Et d’une figure cible. La chance des politiques jusqu’à présent ? Qu’il soit plus malaisé de se rebeller contre un ennemi lointain et abstrait – la finance, la mondialisation, l’Europe – que contre la génération de ses parents, comme en 1968.
Certes, soyons lucides : le PCF est englobé – même si c’est injuste – dans le rejet des partis, des institutions. Il convient évidemment de faire la part des choses entre ce qui découle de comportements encore tournés vers une conception dépassée de la transformation sociale et la méconnaissance de la réalité des transformations à l’œuvre au Parti communiste. Son rajeunissement que personne ne conteste est un atout pour que le militantisme soit en phase avec les attentes des jeunes.

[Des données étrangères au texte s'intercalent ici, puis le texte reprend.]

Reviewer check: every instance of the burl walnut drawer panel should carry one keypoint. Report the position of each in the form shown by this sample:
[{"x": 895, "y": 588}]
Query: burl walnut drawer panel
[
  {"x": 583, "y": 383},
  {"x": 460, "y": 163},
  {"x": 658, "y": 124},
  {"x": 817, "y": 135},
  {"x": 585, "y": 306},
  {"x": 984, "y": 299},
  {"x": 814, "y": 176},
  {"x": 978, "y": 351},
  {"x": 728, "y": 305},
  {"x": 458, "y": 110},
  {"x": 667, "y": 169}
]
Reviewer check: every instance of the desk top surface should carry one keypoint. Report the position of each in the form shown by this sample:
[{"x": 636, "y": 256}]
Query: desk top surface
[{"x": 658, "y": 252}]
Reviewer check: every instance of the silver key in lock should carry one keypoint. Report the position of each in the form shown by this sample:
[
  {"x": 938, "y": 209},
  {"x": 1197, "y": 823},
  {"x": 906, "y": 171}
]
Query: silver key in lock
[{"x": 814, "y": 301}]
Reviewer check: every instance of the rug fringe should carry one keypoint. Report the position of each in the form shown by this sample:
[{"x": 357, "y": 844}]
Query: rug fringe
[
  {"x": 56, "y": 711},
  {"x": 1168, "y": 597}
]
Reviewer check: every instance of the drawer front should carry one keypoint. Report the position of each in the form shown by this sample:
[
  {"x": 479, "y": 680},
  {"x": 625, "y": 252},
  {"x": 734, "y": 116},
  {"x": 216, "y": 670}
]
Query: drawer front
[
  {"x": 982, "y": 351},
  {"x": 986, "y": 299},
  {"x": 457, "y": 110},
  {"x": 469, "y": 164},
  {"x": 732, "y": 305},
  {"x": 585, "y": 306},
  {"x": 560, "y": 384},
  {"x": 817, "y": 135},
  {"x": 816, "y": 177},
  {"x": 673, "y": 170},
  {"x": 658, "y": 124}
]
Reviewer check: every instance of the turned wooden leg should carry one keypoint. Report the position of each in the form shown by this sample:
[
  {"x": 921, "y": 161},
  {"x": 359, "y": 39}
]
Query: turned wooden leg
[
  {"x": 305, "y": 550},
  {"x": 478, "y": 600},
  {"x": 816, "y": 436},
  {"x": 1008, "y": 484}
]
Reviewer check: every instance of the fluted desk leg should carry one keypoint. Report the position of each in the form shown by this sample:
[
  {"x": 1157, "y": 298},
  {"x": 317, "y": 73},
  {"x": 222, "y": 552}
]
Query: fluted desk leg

En m’appuyant sur les tendances exprimées, je ne cherche pas à enjoliver le tableau. Sur le terrain nous savons tous que des contradictions sont à l’œuvre : comment pourrait-il en être autrement dans une société en crise ? Nous connaissons tous le sentiment d’impuissance, la tentation du renoncement, au repli. Nous constatons tous la droitisation de l’offre politique. La difficulté à faire grandir une alternative de gauche. Mais l’implication conséquente des jeunes contre la loi « travail » confirme les possibilités. Raison de plus de savoir détecter les disponibilités à la transformation sociale, aux choix progressistes.
C’est aussi le constat d’Henriette Zoughebi ancienne vice-présidente à la région Île de France à l’issue de son expérience d’élue : « J’ai pris le parti pris des jeunes en essayant de faire résonner leur parole dans l’espace public pour que soit reconnues leur belle liberté, leur intelligence, leur énergie. Leur engagement, leur force de conviction et de proposition sont, j’en suis convaincue, des leviers de transformation de la société, de construction de l’avenir, pour peu qu’on leur donne leur place comme citoyennes et citoyens à part entière ».
Surtout si l’on pense que l’avenir de la jeunesse ne peut se concevoir sans sa participation. Comme disait un vieux barbu : il faut savoir entendre l’herbe qui pousse. n
*Patrick Coulon est membre du secrétariat du LEM.